Tujuan utama pergantian nama tersebut adalah menyelaraskan istilah akademik dengan standar internasional serta menekankan aspek inovasi dan penerapan ilmu pengetahuan dalam dunia industri. Kata “Rekayasa” dipandang lebih mencerminkan proses perancangan, pengembangan, dan optimalisasi teknologi, bukan sekadar praktik teknis.
Berikut adalah contoh program studi yang mengalami perubahan nama:
| Program Lama | Program Baru |
|---|---|
| Teknik Sipil | Rekayasa Sipil |
| Teknik Elektro | Rekayasa Elektro |
| Teknik Mesin | Rekayasa Mesin |
| Teknik Kimia | Rekayasa Kimia |
| Teknik Komputer | Rekayasa Komputer |
| Teknik Lingkungan | Rekayasa Lingkungan |
| Teknik Industri | Rekayasa Industri |
| Teknik Telekomunikasi | Rekayasa Telekomunikasi |
Perubahan nama ini tidak mengubah kurikulum secara signifikan. Namun, universitas dan institusi pendidikan tinggi diwajibkan menyesuaikan dokumen resmi, brosur, dan sistem informasi akademik agar sesuai dengan nomenklatur baru. Mahasiswa yang masih terdaftar dalam program lama akan otomatis dialihkan ke program “Rekayasa” tanpa perlu mengajukan permohonan khusus.
Berbagai pihak merespons kebijakan ini dengan beragam pendapat.

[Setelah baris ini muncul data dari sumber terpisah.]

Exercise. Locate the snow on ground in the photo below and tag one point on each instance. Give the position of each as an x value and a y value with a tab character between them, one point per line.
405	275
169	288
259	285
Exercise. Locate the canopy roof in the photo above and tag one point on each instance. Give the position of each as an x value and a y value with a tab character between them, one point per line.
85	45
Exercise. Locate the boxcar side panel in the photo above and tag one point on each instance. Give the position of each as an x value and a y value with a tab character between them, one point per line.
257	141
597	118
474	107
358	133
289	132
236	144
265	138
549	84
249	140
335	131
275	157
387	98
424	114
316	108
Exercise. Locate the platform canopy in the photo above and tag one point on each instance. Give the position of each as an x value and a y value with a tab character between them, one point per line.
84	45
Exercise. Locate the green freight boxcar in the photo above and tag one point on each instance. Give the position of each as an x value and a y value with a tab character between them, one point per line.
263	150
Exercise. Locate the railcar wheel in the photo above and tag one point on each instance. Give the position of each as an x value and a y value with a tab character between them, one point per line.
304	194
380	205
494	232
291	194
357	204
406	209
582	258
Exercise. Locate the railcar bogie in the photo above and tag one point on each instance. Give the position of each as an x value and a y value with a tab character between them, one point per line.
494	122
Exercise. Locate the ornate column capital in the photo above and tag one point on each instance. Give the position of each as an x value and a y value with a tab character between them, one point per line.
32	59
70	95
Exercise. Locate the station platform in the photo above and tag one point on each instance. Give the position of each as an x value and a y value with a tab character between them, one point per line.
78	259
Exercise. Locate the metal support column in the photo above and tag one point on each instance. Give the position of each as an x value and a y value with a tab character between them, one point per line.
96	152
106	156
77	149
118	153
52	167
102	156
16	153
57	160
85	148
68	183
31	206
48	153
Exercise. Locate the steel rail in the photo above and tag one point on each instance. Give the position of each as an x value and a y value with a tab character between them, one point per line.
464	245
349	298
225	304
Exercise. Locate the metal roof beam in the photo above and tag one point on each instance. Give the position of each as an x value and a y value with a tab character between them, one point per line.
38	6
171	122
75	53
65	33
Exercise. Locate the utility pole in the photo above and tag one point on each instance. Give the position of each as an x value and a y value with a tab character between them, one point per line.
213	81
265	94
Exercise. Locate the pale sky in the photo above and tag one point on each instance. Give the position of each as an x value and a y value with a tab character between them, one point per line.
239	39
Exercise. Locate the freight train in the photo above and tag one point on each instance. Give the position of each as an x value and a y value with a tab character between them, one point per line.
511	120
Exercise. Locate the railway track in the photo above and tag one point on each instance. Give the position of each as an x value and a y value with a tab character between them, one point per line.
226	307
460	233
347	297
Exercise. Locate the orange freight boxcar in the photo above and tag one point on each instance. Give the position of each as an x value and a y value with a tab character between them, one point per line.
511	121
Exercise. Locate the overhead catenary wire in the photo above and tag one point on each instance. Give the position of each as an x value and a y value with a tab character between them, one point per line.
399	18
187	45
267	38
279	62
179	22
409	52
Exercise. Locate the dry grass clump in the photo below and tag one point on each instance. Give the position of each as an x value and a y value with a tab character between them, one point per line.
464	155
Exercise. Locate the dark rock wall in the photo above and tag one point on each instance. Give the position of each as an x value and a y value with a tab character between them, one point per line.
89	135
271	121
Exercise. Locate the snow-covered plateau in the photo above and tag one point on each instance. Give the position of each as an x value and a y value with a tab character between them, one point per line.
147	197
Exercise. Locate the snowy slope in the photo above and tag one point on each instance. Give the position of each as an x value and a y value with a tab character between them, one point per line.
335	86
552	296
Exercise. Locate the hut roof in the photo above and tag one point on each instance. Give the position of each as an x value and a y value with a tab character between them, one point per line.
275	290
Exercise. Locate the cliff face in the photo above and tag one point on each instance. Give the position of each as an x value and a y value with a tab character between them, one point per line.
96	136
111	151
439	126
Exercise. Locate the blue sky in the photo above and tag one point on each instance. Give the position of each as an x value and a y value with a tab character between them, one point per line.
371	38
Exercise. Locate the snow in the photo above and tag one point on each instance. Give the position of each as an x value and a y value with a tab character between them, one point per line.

Sebagian akademisi menilai bahwa perubahan istilah dapat meningkatkan daya saing lulusan di pasar global, sementara sebagian lainnya mengkhawatirkan kebingungan administratif pada masa transisi.
Ke depannya, diharapkan nama “Rekayasa” dapat memperkuat citra pendidikan teknik Indonesia serta membuka peluang kerjasama yang lebih luas dengan institusi pendidikan dan perusahaan multinasional. Seluruh perguruan tinggi diharapkan dapat melaksanakan penyesuaian ini paling lambat akhir semester genap 2025.